# You have not seen eye figure until you have seen this.



## Cody Killgore (May 6, 2014)

This is a knife block of leopardwood with what I might describe as the most realistic eye figure I have ever seen in a piece of wood. It's only got 1 eye...but it's the best darn eye I've ever seen in wood.
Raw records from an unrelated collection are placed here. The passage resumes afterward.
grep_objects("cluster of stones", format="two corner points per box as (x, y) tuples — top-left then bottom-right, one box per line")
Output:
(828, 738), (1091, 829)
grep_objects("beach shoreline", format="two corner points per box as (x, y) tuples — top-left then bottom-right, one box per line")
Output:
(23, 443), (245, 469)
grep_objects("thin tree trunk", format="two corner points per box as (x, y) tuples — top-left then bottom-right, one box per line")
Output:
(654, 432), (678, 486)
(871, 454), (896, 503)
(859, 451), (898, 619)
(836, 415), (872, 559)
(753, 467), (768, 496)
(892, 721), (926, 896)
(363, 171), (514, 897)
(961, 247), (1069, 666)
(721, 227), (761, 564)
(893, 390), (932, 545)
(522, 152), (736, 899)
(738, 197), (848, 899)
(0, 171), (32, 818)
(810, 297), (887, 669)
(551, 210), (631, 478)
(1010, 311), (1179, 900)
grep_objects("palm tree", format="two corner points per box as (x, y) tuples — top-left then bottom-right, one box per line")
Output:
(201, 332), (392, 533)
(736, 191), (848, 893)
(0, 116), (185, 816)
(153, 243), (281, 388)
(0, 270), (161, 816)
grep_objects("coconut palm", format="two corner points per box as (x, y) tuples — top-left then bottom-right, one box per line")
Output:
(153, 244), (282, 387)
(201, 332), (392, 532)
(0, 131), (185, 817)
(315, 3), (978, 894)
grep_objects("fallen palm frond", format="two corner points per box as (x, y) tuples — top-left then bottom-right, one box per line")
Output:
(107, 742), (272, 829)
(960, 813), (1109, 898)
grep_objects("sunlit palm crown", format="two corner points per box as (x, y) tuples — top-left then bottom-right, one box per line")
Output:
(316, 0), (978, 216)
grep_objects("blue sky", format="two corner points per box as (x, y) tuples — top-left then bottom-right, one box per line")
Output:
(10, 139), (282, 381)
kinda creepy if you ask me

zoomed in for the 2nd picture
http://i.Rule #2/tcDryRR.jpg
http://i.Rule #2/7d9Ox7Z.jpg

Reactions: Like 10 | Agree 1 | Funny 3 | Way Cool 2


----------



## Molokai (May 6, 2014)

Cody, the Eye is watching you.

Reactions: Agree 3 | Funny 2


----------



## manbuckwal (May 6, 2014)

A one eyed leopard can be dangerous. You better send it to Tony for safe keeping 




Definitely cool looking tho

Reactions: Funny 3


----------



## tocws2002 (May 6, 2014)

If it goes deep enough and you could slice it and book match it on a project it could be pretty cool.

-jason

Reactions: Agree 3 | Useful 1


----------



## RayBell (May 6, 2014)

Now that is truly an eye figure. Very neat.


----------



## SENC (May 6, 2014)

It moves!

Reactions: Funny 1


----------



## El Guapo (May 6, 2014)

Check the other side for a nose.

Reactions: Funny 1


----------



## PhoenixWoodDesigns (May 6, 2014)

That is awesome, Cody!


----------



## WoodLove (May 7, 2014)

Man....... Big Brother really is watching ya.......


----------



## David Seaba (May 7, 2014)

Eye see it too!

Reactions: Funny 1


----------



## Kevin (May 7, 2014)

El Guapo said:


> Check the other side for a nose.



Check the bottom for a . . . . . . . . tail.


----------



## khobson (May 8, 2014)

Am I the the only one that can't see any pics?

I can see them now...not sure what was going on earlier!?!


----------